As the plot thickens over the course of 13 unhinged episodes, secrets are revealed, monsters are unleashed and a mysterious section of the Church called the Order of the Dragon starts taking a VERY keen interest in local affairs. It’s all quite mad, a little bit rubbish and annoyingly compulsive.
Nerds will no doubt be delighted at the sheer amount of references to classic horror evident in Hemlock Grove. Bits of Dracula, Frankenstein and assorted lycanthropic lore pop up throughout the run. Character names link directly back to their literary sources, most obviously Roman’s mute, gentle giant sister Shelley (a little on-the-nose, that one – shame there’s not a driver called Igor.) The show revels in recreating these myths for an audience more familiar with Bella Swann and Sookie Stackhouse.
The werewolf sequences are particularly thrilling, with Peter’s initial metamorphosis comfortably holding its own alongside An American Werewolf in London and The Company of Wolves as one of the greatest ever screen transformations. Honestly, it’s a genuinely violent and visceral moment. Props to the producers too for using real wolves during key sequences. They’ve clearly watched the Twilight films and made a conscious decision to avoid any of that rather unconvincing and wobbly CG nonsense.
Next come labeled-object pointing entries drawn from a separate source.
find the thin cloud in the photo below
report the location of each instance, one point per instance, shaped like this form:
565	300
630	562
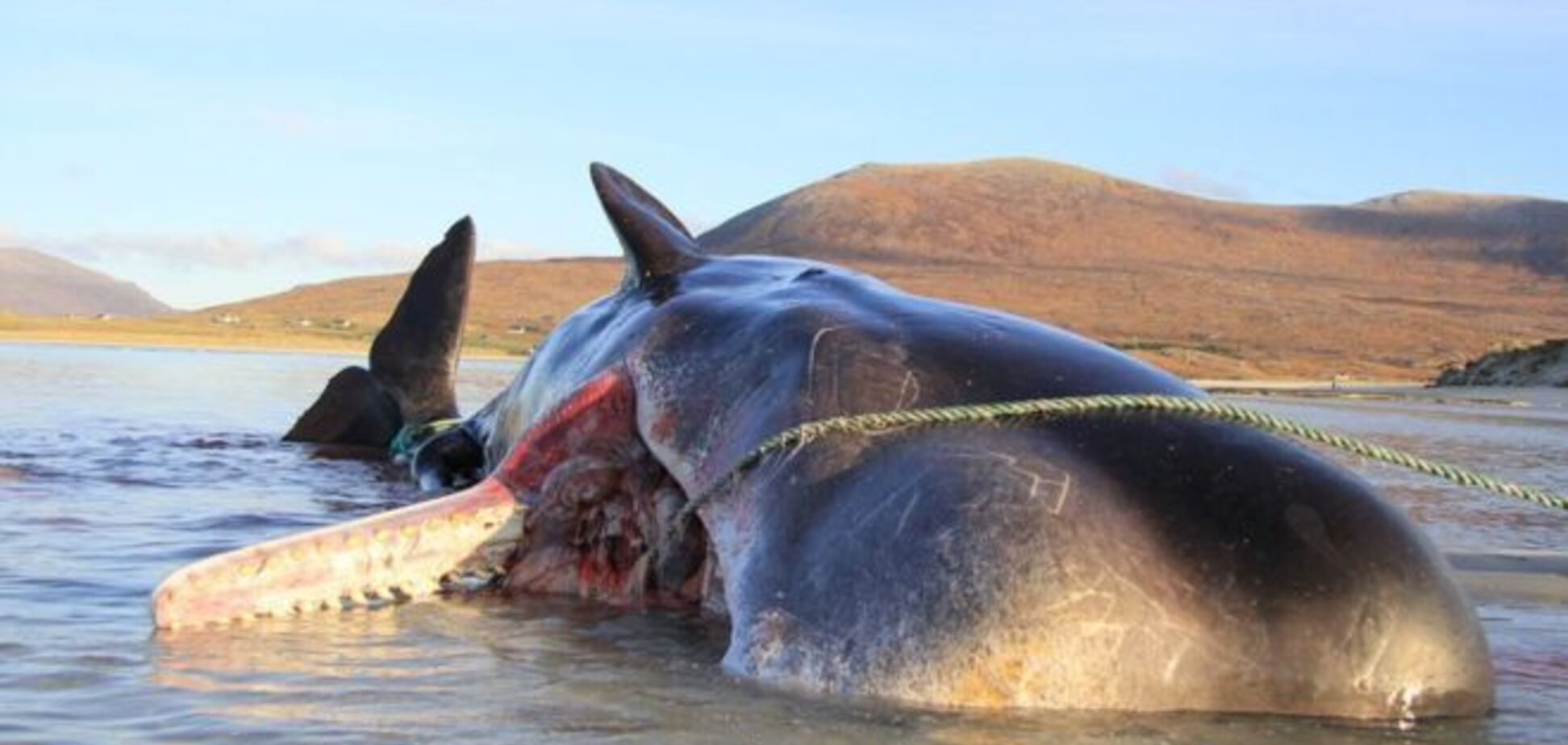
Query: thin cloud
1197	184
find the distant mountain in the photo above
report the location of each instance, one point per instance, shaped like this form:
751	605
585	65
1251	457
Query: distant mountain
1036	212
1395	287
33	283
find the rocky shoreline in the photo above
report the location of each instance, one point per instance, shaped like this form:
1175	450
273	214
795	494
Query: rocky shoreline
1534	364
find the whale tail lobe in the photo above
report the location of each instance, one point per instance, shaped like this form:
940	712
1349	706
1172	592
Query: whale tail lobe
413	360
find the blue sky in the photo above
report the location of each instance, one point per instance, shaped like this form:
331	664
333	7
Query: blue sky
215	151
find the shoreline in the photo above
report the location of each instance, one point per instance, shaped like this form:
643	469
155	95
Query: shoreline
154	343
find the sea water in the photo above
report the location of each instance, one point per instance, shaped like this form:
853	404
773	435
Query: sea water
119	464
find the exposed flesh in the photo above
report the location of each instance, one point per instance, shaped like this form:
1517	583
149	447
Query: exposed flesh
579	507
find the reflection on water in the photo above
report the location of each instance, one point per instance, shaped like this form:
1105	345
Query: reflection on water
118	464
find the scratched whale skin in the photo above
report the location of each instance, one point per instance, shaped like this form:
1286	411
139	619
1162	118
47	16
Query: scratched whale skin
1124	562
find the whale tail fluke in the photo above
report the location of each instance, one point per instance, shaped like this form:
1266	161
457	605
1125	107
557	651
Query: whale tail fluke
413	360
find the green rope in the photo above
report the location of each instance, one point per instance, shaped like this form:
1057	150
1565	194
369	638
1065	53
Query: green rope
1074	406
411	436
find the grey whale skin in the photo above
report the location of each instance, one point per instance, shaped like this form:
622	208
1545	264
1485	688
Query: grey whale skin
1117	562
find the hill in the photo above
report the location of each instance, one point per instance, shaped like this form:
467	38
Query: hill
40	285
1540	364
1390	289
1395	287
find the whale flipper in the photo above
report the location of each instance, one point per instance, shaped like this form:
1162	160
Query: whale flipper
413	360
355	410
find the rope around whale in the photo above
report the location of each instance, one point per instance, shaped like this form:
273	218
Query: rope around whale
1086	405
411	436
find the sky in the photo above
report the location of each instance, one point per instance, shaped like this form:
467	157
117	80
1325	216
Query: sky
219	151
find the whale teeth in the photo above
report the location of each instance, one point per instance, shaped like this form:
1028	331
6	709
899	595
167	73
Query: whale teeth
394	557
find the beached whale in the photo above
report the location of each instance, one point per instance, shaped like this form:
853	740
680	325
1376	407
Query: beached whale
1116	562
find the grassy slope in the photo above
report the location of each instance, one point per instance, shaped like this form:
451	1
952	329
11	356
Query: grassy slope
1393	289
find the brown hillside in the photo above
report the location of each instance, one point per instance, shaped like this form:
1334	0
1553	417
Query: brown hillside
1391	289
41	285
1388	289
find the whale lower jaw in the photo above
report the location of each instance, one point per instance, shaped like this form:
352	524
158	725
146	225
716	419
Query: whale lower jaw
579	507
413	552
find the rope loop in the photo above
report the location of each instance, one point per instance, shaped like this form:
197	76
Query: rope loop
1116	403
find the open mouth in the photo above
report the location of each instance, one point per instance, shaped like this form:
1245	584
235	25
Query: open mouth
579	507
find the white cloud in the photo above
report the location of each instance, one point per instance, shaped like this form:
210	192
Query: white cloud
1197	184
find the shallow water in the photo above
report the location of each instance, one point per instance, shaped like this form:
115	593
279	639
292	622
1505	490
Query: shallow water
118	466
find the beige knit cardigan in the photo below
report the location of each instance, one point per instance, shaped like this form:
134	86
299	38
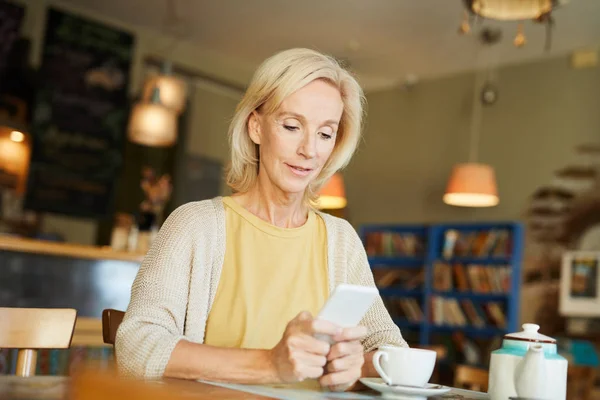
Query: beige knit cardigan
174	289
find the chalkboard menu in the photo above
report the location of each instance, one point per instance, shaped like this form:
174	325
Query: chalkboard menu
79	117
11	16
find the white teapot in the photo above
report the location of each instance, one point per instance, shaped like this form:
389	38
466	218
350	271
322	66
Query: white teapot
528	366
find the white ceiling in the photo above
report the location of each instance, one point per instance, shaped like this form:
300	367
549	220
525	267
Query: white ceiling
395	37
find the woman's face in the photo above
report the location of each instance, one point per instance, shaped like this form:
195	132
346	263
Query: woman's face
296	140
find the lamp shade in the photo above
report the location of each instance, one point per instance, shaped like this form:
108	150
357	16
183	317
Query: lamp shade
333	194
472	185
152	124
15	151
511	10
172	91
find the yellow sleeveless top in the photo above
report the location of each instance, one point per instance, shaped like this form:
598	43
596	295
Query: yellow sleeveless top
269	275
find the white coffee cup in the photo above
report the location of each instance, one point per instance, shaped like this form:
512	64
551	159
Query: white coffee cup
404	366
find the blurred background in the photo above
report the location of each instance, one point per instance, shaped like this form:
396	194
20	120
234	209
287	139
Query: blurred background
476	189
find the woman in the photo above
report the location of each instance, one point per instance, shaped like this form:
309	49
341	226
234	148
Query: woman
230	286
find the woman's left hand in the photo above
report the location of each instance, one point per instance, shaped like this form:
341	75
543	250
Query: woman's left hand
345	360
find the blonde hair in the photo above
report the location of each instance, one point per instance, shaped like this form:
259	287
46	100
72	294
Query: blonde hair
276	78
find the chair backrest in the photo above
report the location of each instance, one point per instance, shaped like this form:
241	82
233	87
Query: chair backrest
111	319
30	329
467	377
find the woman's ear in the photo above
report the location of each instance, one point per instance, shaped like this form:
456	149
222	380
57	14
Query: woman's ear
254	130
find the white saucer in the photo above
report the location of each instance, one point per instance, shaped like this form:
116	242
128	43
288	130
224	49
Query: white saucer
404	392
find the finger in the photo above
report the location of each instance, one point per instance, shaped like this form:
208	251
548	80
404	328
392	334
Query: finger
348	377
323	327
309	360
303	316
309	344
354	361
349	334
343	349
314	372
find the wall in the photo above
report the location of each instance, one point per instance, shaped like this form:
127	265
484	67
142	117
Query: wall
202	136
414	137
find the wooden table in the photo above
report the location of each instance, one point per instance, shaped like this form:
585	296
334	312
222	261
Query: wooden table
102	386
89	388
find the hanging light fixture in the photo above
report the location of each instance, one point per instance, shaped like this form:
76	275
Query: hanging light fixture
152	124
15	150
472	184
172	89
333	194
514	10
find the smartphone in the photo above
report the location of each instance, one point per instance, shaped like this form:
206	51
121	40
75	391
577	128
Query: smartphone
347	306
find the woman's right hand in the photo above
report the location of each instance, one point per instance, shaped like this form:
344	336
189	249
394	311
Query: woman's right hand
299	355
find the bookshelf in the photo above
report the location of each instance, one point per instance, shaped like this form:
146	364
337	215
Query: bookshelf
440	279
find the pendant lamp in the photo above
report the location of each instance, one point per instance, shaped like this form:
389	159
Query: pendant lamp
333	194
15	149
472	184
152	124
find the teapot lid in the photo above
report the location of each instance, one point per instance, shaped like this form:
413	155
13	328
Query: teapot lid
530	334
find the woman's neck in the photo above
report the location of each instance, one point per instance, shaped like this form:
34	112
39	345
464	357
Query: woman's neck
272	205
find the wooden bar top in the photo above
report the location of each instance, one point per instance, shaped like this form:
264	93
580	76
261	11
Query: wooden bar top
33	246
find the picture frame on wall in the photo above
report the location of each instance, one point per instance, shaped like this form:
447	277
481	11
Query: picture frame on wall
580	284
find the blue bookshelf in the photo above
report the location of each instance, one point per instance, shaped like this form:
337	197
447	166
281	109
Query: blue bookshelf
486	257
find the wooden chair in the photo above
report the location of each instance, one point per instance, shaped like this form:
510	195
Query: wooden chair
472	378
111	319
30	329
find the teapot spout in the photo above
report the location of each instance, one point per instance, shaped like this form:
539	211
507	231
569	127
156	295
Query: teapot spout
530	374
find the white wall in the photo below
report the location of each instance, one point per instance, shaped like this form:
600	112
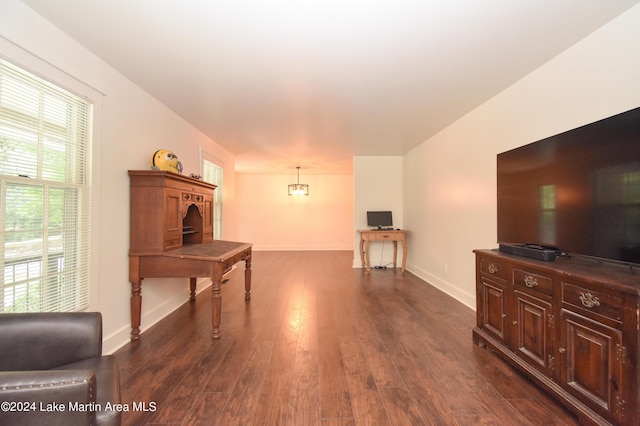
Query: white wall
273	220
450	180
133	126
377	187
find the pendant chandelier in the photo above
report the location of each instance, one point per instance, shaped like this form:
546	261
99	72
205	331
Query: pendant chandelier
298	188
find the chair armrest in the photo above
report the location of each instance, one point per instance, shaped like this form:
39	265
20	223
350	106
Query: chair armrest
41	341
51	397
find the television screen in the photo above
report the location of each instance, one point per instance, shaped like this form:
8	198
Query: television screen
379	219
578	191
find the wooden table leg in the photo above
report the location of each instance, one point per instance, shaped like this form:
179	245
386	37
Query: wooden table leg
136	296
404	253
395	253
136	309
247	278
192	288
216	301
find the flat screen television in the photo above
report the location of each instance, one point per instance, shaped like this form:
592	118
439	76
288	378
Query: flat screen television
577	192
380	219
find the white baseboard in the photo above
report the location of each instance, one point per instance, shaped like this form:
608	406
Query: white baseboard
466	299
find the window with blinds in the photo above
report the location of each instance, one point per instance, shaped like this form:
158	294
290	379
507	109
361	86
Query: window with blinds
45	141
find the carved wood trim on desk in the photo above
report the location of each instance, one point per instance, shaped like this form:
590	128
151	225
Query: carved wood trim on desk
368	235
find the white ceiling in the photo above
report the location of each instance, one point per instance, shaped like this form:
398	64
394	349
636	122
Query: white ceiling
282	83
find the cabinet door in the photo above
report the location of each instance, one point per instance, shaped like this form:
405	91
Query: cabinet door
533	331
492	315
207	226
172	219
593	367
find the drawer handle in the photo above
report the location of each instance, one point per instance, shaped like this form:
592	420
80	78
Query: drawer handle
589	300
530	281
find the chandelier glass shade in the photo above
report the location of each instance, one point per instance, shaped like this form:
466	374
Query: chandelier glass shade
298	188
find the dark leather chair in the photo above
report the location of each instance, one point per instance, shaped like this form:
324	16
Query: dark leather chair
52	371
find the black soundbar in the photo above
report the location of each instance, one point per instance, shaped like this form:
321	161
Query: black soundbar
529	250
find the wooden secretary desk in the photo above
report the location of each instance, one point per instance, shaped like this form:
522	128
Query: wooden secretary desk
171	236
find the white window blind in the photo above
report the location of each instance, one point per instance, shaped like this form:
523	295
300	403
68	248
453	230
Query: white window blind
45	141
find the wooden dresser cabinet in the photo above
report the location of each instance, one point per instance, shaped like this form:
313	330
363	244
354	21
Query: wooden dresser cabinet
171	236
571	325
169	211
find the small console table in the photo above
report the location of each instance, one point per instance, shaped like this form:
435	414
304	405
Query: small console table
368	235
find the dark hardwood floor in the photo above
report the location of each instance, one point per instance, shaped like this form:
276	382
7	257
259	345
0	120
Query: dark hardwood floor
321	343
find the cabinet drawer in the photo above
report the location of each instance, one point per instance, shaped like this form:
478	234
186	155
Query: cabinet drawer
196	198
495	269
607	305
533	281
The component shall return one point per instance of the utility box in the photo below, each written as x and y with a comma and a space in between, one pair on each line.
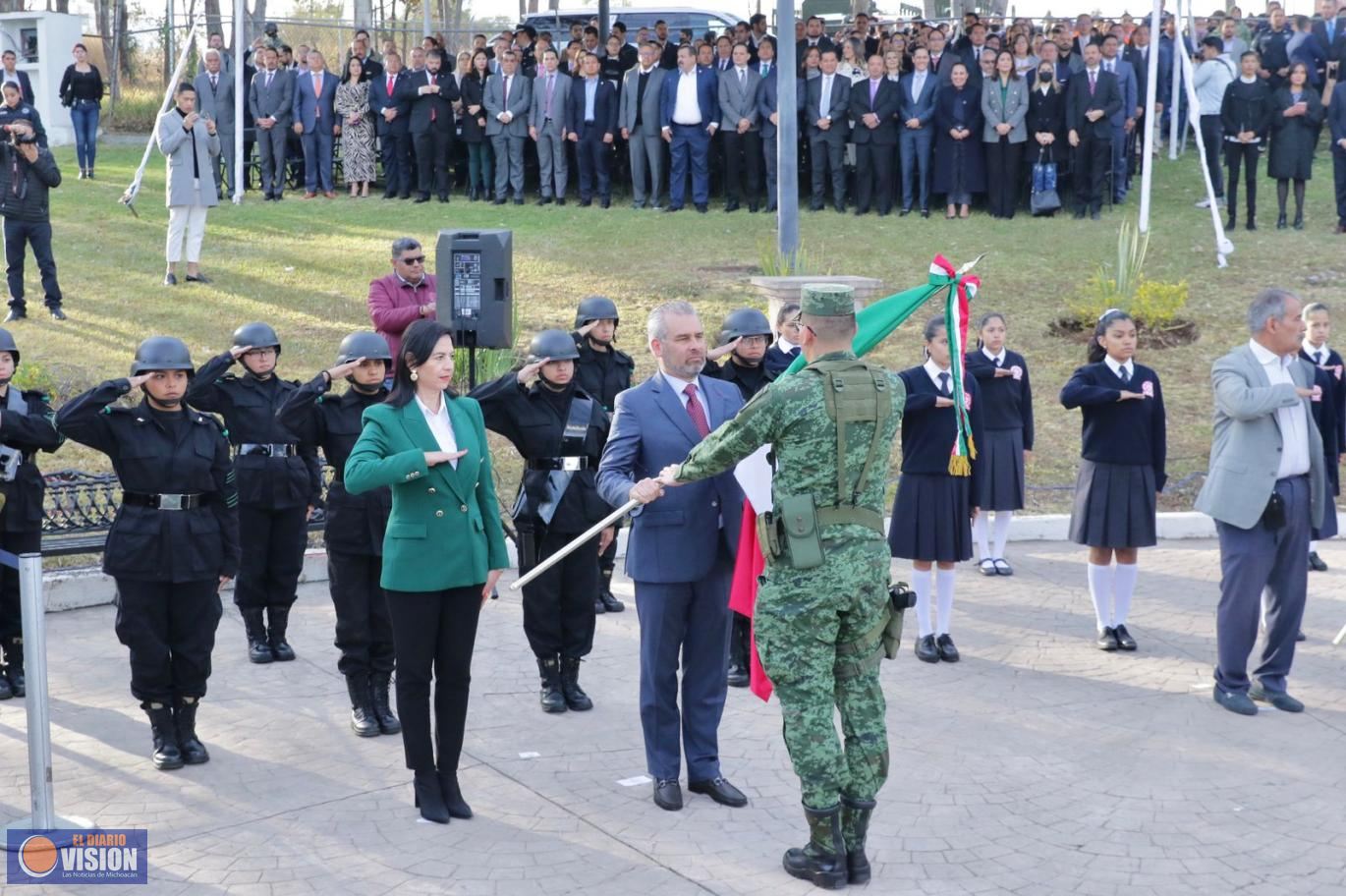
476, 285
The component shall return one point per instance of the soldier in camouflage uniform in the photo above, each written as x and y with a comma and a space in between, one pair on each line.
822, 603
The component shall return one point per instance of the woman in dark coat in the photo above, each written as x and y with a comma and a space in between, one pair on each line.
1295, 124
960, 167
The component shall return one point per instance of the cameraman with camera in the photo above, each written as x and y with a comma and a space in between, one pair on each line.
28, 171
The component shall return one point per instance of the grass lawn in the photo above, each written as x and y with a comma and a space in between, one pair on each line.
305, 266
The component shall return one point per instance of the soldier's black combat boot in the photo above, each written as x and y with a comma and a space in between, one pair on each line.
258, 651
185, 717
575, 696
388, 723
551, 696
364, 721
855, 826
277, 619
164, 731
822, 860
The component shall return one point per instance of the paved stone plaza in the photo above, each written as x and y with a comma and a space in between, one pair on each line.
1036, 765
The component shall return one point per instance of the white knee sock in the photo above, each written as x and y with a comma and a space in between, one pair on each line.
1099, 588
944, 580
921, 584
1123, 587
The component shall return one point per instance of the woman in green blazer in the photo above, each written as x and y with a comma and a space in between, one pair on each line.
443, 552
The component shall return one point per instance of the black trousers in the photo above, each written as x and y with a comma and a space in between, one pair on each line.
559, 604
170, 630
18, 234
364, 630
433, 631
272, 545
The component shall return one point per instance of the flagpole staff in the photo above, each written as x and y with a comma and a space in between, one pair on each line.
571, 548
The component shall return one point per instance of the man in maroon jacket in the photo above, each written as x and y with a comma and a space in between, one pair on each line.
403, 296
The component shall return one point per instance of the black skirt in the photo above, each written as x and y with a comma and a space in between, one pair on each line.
1115, 506
931, 518
1000, 484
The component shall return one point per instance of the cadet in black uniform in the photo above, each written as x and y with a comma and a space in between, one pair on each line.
560, 432
279, 483
26, 426
356, 525
175, 539
602, 370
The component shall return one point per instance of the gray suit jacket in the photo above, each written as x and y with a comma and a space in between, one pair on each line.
1247, 443
650, 109
517, 104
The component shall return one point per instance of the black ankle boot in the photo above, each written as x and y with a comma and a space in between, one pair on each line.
166, 756
364, 721
551, 696
185, 717
575, 696
822, 860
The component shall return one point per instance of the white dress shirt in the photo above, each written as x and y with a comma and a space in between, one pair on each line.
1292, 421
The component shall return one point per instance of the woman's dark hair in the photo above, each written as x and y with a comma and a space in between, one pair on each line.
1095, 352
419, 343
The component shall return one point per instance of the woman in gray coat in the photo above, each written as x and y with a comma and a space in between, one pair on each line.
1004, 105
190, 144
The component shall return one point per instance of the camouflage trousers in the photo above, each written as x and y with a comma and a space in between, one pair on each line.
818, 637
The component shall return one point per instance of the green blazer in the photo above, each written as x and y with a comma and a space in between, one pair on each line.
444, 531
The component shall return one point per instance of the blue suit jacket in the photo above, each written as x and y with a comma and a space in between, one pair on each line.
706, 95
677, 537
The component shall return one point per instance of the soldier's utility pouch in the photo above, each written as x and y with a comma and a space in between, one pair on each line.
800, 528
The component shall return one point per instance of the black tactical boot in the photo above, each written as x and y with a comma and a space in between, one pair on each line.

Perhaps it goes without saying that practically none of the performances are really any good. Dougray Scott turns up as Roman’s uncle Dr. Norman Godfrey and frankly looks like he’d rather be anywhere else. And Bill Skarsgård, pretty as he is, somehow manages to turn klutzy line delivery into a transcendent piece of terrible performance art. Are there any more Skarsgårds out there? Should we prepare ourselves accordingly?
But Hemlock Grove’s secret weapon is, without question, the wonderful Famke Janssen as Roman’s mother, Olivia Godfrey. Janssen’s probably too good for this kind of kitsch, but no matter. She’s great, prowling the set with a neverending cigarette and the kind of predatory, feline grace that makes men fall to their knees and puts other women in their place.
Hemlock Grove is available to stream in its entirety on Netflix right now. We’re still not sure whether that’s a good thing.